[Hiver 2000-2001]
par Sylvain Campeau
Éditions Dazibao, Collection les essais
Montréal, 2000, 206 p. (français/anglais)
Fiction ou d’autres histoires de la photographie couvre un large spectre de préoccupations, grâce à des contributions dont la complémentarité semble toutefois discutable. Stephen Horne, Emmanuel Hermange, Saul Anton, Akira Mizuta Lippit (avec une interview de Trinh T. Minh-ha), Olivier Asselin et Colette Tougas prêtent leur plume à cette entreprise hasardeuse qui en vient à traiter cinéma et photographie de concert. Hasardeuse, la tentative l’est certainement et le fait de recourir à la fiction critique ou à la fausse entrevue n’est pas sans rendre la chose carrément périlleuse. J’en tiens pour preuve la dérive endiablée de Stephen Horne qui nous livre dans son texte une kyrielle parfois allusive de références dont il faut connaître la provenance pour apprécier pleinement ces propos hautement personnels. J’avoue que, faute d’épouser étroitement la culture de l’auteur, je suis resté un peu en rade, éberlué par une plume qui ébauche ses allusions et livre ses exemples sans développer plus avant, supposant chez tout lecteur une connaissance égale à la sienne.

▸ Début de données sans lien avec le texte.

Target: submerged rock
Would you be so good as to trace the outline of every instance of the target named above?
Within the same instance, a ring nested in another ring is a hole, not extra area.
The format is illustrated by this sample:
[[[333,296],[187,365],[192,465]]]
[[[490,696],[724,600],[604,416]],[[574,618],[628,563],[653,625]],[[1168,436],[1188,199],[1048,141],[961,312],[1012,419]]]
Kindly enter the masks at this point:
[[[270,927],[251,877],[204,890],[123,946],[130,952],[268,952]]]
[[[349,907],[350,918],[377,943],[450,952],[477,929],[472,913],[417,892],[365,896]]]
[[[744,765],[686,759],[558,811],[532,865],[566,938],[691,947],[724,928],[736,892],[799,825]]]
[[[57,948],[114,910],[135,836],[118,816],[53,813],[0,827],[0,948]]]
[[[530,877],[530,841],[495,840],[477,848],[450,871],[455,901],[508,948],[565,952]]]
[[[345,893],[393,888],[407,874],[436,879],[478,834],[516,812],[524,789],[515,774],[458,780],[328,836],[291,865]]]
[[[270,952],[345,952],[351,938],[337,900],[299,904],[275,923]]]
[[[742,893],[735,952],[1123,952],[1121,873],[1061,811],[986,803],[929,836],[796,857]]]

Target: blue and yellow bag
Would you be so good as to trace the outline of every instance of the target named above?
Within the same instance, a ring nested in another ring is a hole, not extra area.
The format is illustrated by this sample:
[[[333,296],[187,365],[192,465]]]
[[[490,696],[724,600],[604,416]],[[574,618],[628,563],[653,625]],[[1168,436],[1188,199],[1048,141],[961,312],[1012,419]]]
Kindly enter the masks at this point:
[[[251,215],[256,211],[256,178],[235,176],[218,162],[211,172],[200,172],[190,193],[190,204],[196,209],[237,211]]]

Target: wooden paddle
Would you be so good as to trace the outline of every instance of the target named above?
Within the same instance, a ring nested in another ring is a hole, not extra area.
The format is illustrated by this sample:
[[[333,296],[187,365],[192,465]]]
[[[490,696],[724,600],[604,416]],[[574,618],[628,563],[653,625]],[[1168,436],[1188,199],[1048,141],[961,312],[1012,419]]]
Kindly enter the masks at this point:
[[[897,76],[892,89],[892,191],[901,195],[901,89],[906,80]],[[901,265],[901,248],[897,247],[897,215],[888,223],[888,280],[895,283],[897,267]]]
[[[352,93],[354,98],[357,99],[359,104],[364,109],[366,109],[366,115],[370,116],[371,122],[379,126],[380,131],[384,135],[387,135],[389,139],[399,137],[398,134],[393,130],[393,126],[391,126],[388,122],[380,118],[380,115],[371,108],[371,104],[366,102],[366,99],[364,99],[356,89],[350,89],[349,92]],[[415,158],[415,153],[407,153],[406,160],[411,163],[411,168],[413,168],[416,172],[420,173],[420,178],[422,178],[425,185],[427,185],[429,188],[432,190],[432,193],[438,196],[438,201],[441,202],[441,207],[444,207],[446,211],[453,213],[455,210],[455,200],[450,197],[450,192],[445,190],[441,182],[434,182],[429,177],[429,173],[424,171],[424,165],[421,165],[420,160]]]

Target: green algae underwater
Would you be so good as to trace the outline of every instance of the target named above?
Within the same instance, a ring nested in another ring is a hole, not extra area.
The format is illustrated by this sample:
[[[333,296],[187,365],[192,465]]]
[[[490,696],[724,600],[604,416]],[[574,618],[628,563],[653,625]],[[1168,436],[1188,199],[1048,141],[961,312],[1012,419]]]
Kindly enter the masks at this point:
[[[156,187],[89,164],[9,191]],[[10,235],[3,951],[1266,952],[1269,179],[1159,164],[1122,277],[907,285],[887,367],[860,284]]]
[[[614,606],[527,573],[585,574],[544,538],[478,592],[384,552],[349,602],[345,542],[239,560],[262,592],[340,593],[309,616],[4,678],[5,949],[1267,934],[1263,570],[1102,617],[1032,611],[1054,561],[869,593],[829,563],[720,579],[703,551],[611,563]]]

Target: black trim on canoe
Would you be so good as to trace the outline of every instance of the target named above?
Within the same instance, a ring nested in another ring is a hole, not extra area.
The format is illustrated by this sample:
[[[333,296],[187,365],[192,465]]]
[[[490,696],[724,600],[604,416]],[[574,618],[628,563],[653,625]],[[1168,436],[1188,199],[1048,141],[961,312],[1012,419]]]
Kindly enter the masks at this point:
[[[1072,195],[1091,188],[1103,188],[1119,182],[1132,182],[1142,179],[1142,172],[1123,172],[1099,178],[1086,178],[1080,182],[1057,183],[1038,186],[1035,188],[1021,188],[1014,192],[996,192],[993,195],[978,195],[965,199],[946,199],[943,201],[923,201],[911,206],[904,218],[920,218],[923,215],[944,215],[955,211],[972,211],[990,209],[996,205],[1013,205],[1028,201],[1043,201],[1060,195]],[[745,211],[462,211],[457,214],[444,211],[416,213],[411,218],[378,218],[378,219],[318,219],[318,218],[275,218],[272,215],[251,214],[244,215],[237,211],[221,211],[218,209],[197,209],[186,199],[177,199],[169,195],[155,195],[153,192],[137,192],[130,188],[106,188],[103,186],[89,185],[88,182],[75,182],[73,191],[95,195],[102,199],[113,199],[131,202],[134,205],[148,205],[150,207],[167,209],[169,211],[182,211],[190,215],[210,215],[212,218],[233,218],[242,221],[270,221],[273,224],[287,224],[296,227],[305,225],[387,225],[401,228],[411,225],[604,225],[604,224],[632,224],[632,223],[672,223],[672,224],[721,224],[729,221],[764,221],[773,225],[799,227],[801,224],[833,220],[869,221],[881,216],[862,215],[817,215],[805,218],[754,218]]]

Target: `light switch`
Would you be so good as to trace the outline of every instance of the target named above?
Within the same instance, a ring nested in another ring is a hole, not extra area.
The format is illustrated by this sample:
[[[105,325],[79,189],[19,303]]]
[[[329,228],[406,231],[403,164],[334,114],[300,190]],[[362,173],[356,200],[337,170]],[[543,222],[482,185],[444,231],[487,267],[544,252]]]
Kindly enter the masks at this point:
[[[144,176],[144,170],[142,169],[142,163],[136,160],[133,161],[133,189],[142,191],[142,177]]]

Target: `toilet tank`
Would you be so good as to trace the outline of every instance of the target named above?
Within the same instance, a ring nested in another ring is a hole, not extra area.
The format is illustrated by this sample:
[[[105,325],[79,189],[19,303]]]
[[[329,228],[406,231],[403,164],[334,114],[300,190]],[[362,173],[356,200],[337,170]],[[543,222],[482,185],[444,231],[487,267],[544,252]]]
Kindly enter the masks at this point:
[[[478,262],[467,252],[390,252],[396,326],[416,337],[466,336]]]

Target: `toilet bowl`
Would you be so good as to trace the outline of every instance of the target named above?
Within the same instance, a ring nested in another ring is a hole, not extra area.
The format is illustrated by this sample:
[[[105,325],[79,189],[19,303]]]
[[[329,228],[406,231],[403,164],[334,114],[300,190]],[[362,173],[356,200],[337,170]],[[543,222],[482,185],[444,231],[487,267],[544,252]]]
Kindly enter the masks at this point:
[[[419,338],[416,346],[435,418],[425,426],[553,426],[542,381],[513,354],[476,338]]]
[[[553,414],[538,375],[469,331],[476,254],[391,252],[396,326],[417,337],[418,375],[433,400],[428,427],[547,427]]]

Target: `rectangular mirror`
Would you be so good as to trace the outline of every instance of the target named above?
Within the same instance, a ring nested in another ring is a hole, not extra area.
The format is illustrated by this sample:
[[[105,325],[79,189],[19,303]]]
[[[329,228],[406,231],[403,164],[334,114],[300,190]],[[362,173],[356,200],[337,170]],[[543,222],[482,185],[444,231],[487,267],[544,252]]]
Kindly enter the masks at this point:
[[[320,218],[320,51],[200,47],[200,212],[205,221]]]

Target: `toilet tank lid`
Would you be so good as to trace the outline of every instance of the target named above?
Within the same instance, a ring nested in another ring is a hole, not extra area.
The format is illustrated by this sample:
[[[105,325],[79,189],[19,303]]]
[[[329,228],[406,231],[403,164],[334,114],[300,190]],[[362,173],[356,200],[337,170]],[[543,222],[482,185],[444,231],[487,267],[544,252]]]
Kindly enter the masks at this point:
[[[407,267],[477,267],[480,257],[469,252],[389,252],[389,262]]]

On conviendra tout de même que le sujet est ardu et qu’on pouvait difficilement espérer le circonscrire sans risque. Reste que certains tiennent mieux que d’autres le pari de leur approche. Colette Tougas, quant à elle, relève cette gageure. La (toujours espérée, toujours reportée) entrevue avec Chantal Akerman s’inverse pour devenir un ensemble de considérations justes et efficaces, avec assez de désinvolture et de considération sensible pour ressembler au dialogue un rien empressé de l’interview usuelle. Plutôt que de déboucher sur des questions, chaque thème s’achève par une interrogation qui ouvre des voies nouvelles où la cinéaste n’aurait peut-être pas su s’engager, doutes sur lesquels l’échange se serait sans doute clos.
Passé ces deux tentatives d’approche critique moins conventionnelle, et outre une interview (déjà publiée à Tokyo) d’une Trinh T. Minh-ha qui est approchée avec une empathie emphatique, la suite de l’ouvrage contient des textes à la facture moins osée. Ceux de Saul Anton, d’Emmanuel Hermange et d’Olivier Asselin suggèrent tous certaines pistes qui cependant restent de simples ébauches et nous laissent sur notre faim. Leur grand mérite est toutefois d’attirer l’attention sur des œuvres ou bien peu connues ou bien un peu oubliées. Les considérations d’Asselin sur le Zelig de Woody Allen, pour intéressantes qu’elles soient, se terminent sur un développement qui gagnerait à être approfondi. Il en va un peu de même pour Emmanuel Hermange qui aurait pu pousser davantage les rapports qu’entretiennent photographie, littérature et Savoir au sein des travaux de Joan Fontcuberta, d’Alain Bublex et de John Stathatos. On sent bien ici qu’il aurait fallu rester plus près de ces œuvres, que là résidait sans doute la réponse à certaines questions. Le texte de Saul Anton demeure pour moi celui qui, de ce livre, est à la fois le plus personnel et le plus inattendu. Il est aussi celui qui s’approche peut-être le plus de ce que l’on entend par une prose d’essai. En lui, savoir critique et vision personnelle se marient avec élégance pour nous convaincre de la pertinence des idées de son auteur.
Peut-être, somme toute, suis-je ici un rien sévère. Car il faut reconnaître la difficulté du sujet, l’impossibilité dans laquelle se trouve le théoricien d’étroitement délimiter le sens et la portée du concept de « fiction ». Le présent ouvrage, reconnaissons-le, invite à l’exploration de chemins sur lesquels il reste à s’engager.